As an AI developer in Nepal, I bring together machine learning expertise and software engineering discipline. A model that achieves 94% accuracy in a Jupyter notebook is worthless if it cannot be integrated into your product reliably. I handle both sides: the data science and the production engineering.
My AI work spans NLP (including the Fake News Detection System which achieved 94% classification accuracy), computer vision, predictive analytics, and LLM integrations using the OpenAI API and open-source models.
NLP & Text
BERT, LSTM, TF-IDF, spaCy, NLTK
Computer Vision
CNN, ResNet, YOLO, EfficientNet
Predictive ML
Regression, Random Forest, XGBoost
Deep Learning
TensorFlow, Keras, PyTorch
Data Analysis
Pandas, NumPy, Matplotlib, Seaborn
LLM / GenAI
OpenAI API, LangChain, RAG, fine-tuning
Deployment
FastAPI, Django, Docker, AWS Lambda
MLOps
Model versioning, drift detection, retraining
What I deliver
End-to-end model pipelines: data collection, cleaning, feature engineering, model selection, training, and evaluation using scikit-learn, TensorFlow, and Keras.

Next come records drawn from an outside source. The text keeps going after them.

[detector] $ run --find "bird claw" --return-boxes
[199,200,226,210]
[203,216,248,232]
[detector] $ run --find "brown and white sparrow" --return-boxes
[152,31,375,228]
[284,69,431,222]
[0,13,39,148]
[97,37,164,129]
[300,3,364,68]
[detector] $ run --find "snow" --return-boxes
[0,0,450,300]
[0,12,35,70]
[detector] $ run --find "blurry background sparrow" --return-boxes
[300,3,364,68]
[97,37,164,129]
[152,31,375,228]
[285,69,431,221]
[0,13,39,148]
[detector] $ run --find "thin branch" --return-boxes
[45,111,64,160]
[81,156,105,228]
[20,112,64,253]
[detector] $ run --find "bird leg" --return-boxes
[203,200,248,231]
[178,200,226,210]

Text classification, sentiment analysis, fake news detection, named entity recognition, and chatbot development using BERT, LSTM, and transformer models.

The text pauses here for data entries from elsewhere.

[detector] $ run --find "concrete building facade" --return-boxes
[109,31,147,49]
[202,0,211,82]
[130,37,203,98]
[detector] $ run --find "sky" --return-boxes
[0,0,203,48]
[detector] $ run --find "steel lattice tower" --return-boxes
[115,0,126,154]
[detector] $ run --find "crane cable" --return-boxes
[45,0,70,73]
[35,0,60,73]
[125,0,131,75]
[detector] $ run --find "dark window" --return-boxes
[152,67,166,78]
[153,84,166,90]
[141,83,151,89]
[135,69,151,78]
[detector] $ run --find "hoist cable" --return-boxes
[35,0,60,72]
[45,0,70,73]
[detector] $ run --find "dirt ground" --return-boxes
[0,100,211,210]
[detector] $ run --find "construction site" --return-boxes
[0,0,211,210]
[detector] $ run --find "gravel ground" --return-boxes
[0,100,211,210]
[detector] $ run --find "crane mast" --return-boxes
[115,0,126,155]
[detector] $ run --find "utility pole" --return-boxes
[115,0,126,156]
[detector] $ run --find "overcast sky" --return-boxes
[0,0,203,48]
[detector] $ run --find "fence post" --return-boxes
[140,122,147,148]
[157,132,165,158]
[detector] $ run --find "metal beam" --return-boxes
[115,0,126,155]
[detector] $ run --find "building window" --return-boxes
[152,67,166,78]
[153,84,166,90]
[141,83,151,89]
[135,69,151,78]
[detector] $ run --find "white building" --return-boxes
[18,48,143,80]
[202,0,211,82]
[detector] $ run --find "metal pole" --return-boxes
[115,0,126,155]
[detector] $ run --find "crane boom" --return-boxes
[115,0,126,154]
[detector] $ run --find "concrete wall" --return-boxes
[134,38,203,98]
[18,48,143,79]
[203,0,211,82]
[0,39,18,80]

Image classification, object detection, and OCR pipelines using Convolutional Neural Networks and pre-trained models (ResNet, EfficientNet, YOLO).

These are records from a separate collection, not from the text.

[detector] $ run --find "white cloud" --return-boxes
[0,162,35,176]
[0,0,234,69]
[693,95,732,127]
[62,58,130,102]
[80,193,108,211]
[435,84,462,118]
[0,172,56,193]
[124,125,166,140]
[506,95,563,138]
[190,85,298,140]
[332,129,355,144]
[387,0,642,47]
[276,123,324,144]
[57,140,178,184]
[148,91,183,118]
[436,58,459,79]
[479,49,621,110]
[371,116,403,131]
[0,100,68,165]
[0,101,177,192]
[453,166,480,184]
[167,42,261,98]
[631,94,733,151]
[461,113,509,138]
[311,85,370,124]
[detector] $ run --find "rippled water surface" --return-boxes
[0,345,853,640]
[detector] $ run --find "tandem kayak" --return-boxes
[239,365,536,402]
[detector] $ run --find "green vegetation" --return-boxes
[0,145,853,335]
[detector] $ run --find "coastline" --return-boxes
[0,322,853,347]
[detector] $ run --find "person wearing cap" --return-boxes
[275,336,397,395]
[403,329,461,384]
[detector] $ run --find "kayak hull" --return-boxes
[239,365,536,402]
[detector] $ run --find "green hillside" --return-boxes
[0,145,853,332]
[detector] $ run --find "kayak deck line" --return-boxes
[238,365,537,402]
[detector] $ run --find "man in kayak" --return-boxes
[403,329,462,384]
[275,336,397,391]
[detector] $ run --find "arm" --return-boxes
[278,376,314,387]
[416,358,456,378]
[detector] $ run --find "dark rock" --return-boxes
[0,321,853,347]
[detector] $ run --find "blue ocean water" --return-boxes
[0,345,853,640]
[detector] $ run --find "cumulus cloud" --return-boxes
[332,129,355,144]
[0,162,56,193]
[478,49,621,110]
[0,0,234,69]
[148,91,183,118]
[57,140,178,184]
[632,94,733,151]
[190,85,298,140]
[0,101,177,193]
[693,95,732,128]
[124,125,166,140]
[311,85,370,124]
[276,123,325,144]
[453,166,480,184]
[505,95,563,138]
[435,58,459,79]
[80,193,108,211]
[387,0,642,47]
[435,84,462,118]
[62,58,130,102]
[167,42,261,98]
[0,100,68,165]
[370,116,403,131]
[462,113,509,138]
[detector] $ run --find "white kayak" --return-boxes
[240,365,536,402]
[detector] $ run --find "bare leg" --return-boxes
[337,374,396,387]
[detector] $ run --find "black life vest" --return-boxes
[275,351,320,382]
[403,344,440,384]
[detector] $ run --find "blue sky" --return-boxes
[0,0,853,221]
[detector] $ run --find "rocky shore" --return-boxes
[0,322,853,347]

Regression and classification models for business forecasting: sales prediction, churn analysis, pricing optimisation, and demand planning.
Integrating GPT-4, Claude, and open-source LLMs into products: RAG systems, document Q&A, code generation, and custom fine-tuned models.
Wrapping trained models in FastAPI or Django REST endpoints, containerising with Docker, and deploying to production with proper versioning and monitoring.
How I deliver AI
Good machine learning outcomes follow a disciplined process. Here is the end-to-end pipeline I follow for AI development projects in Nepal and internationally.
01
Define the business question, success metrics, and what data exists. Many AI projects fail because the problem is framed as an ML problem when a simpler statistical approach would work better. I give you an honest assessment first.
02
Source, clean, and validate training data. I handle missing values, outlier detection, class imbalance, and data augmentation — the unglamorous 80% of ML work that determines model quality.
03
Transform raw data into features the model can learn from. For text: TF-IDF, word embeddings, BERT encodings. For tabular data: normalization, encoding, and domain-specific feature creation.
04
Select and train appropriate models — from logistic regression baselines to deep neural networks. Evaluate with cross-validation, precision/recall, ROC-AUC, and confusion matrices — not just accuracy.
05
Wrap the trained model in a FastAPI or Django REST endpoint. Containerize with Docker, add input validation, versioning, and response caching. Deploy to AWS or DigitalOcean with monitoring.
06
ML models degrade as data distributions shift. I set up prediction logging, drift detection, and retraining pipelines so your model stays accurate over time without constant manual intervention.
Real applications
Automatically classify user-generated content as appropriate or not — flagging spam, misinformation, or harmful content before it reaches your audience.
Understand how customers feel about your product from reviews, support tickets, and social mentions — at scale, without reading every message manually.
Predict future sales, inventory needs, or resource demand using historical time-series data. Reduces overstock, stockouts, and wasted operational capacity.
Suggest relevant products, content, or connections based on user behaviour — the technology behind e-commerce upselling and content platform engagement.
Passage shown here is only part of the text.